From Bangladesh to the World Cup: Meet the children at LEEDO’s Peace Home

By Nina Ford | May 20, 2019 | Asia | Education, Freedom from Violence & Exploitation, Youth Empowerment

At Peace Home, children who once lived on the streets of Dhaka have a family, a bright future … and a little bit of international fame. Join us on our visit.

Many of us can only dream of growing up to compete in the World Cup. For eight children supported by our partner Local Education and Economic Development Organization (LEEDO), that dream just became a reality.

We met Jesmin Akter, Sopna Akter Sumi, Sania Mirza, Arzu Rahman, Rasel Islam, Md. Nizam, Abul Kashem, and Md.

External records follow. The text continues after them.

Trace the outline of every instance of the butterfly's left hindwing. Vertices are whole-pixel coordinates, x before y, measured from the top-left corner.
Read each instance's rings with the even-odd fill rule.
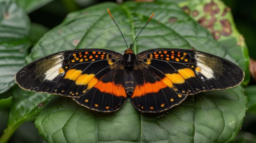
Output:
[[[79,97],[111,71],[121,56],[101,49],[60,52],[25,66],[17,73],[16,80],[27,90]]]

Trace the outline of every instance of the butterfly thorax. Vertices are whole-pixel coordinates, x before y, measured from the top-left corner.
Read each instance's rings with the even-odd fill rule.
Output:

Rubel at LEEDO’s Peace Home on April 29. The same night, the group of 14- to 17-year-olds flew to the United Kingdom to play in the first-ever Street Child Cricket World Cup.

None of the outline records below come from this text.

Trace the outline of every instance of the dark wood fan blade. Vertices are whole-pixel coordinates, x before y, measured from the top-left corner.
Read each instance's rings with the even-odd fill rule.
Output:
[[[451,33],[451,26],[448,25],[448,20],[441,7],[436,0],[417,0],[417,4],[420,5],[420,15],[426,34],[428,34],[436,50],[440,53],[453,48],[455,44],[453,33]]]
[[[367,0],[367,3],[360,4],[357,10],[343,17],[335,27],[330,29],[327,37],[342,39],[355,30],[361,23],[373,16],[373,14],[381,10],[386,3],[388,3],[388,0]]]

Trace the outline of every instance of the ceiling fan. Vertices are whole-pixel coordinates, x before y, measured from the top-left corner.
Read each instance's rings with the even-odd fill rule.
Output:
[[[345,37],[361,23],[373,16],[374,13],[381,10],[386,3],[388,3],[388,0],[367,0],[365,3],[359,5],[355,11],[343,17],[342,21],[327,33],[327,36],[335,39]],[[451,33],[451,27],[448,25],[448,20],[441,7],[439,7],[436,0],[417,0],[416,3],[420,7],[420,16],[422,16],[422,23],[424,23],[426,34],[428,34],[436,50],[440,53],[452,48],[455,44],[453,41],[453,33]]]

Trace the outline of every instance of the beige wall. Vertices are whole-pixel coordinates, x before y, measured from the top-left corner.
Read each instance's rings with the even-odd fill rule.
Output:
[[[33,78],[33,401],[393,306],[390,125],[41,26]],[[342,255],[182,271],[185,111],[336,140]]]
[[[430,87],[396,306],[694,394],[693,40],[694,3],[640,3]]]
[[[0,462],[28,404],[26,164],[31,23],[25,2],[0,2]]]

LEEDO's Street Child Cricket World Cup team members stand outside holding the flag of Bangladesh and raising their hands in victory. © LEEDO

The cricket team members after being selected to play in the semifinals. © LEEDO

Competing against nine other teams from across Europe, Africa, and Asia, the Bangladeshi youth made it all the way to the semifinals, placing fourth in the tournament overall.

On their trip, they did more than just play cricket. They also saw the sights of Cambridge, gave interviews to the press, and helped raise international awareness about the needs and rights of children who have been separated from their families.

The cricket team practicing in Cambridge. © LEEDO

The cricket team practicing in Cambridge. © LEEDO

The cricket team with British MPs and Bangladeshi government representatives. © LEEDO

The cricket team with British MPs and Bangladeshi government representatives. © LEEDO

They spread the message that all children – regardless of their background – deserve peace, love, safety, and the opportunity to reach their full potential.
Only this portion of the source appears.